If you are not happy in your relationship, get out. If you have some helpful input on how to make this sort of mixed marriage easier on all, great, would love to hear it.
But this doomed for all ADD relationships meme needs to be composted.
Police and firefighters have about the highest divorce rate of any occupation last I checked. Do you think they all have ADD?
Unless something useful is posted, I’m out of here. If you want a thread on simply bitching about how bad your ADD partner is, set up a subforum for it. Life is too short for me to wallow in such useless soap opera.

Posted by Gadfly on May 03, 2014 at 10:47pm

I prefer hard data and rigorous scientific study.  As for sitting back and being a victim, I am far from it.  I simply choose to understand my enemy and fight accordingly.  Denial is not my style and it is certainly not the style of those who succeed.  Surprisingly, it is you, Gadfly, who raised this issue of using empirical data vs conjecture.  I quote:

” ..that are based on personal limited experience rather than hard data”

I would suggest you revisit that data.

As for fighting, I fight like a rabid animal.  It’s what gets my neurochemistry moving in the right direction.  Such drama, however, gets wearing.  And it’s not always appreciated by those with who I associate.  I do my best to keep such dramatics to myself.

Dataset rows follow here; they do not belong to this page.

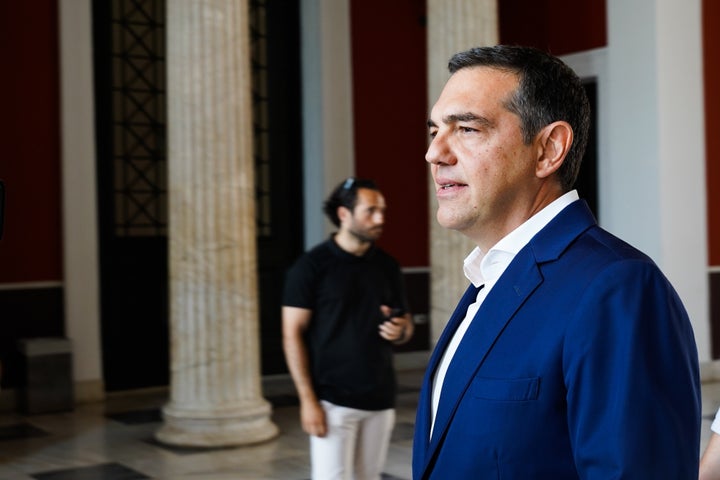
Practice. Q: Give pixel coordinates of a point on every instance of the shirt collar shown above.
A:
(485, 268)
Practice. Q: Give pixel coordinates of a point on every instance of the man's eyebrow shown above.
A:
(461, 117)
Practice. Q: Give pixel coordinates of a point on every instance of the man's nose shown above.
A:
(438, 151)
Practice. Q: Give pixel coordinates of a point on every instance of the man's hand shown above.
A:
(312, 417)
(396, 329)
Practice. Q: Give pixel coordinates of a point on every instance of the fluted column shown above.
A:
(453, 25)
(215, 391)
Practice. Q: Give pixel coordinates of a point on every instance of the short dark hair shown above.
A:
(345, 195)
(548, 91)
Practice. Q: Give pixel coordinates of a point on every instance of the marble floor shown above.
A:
(114, 440)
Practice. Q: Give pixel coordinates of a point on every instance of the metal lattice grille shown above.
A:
(261, 133)
(139, 118)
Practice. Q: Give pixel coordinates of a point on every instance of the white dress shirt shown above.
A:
(486, 269)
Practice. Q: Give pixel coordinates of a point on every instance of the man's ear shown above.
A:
(343, 213)
(554, 143)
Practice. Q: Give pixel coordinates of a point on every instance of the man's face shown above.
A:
(483, 171)
(366, 221)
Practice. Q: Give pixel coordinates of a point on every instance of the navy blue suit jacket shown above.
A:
(580, 363)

I have achieved much and I wish for others so afflicted to do well also.  You don’t do it by saying ‘what I am is ok because it’s what I am’...  I see so much of that here.  Understand what you are.  Change what you can.  Deal with what you can’t.

I keep my personal life to myself.  I tell women I become involved with that I am in this for the short term.  I do so because that is what I am.  I will not lie about it.  I never tell anyone I have this damnable thing.  If marriage becomes an issue, I will, of course, divulge this.  A life together and the potential for children demand it.

Statistical science acknowledges there will be outliers in any population.  I am glad your relationship was one of them.  You are one of the few as I am one of the few who have gone on to achieve an advanced degree.  I have used that to finally find a career in which I am respected and that I enjoy.  I have done that through fully understanding what I am.  It has been a hard road.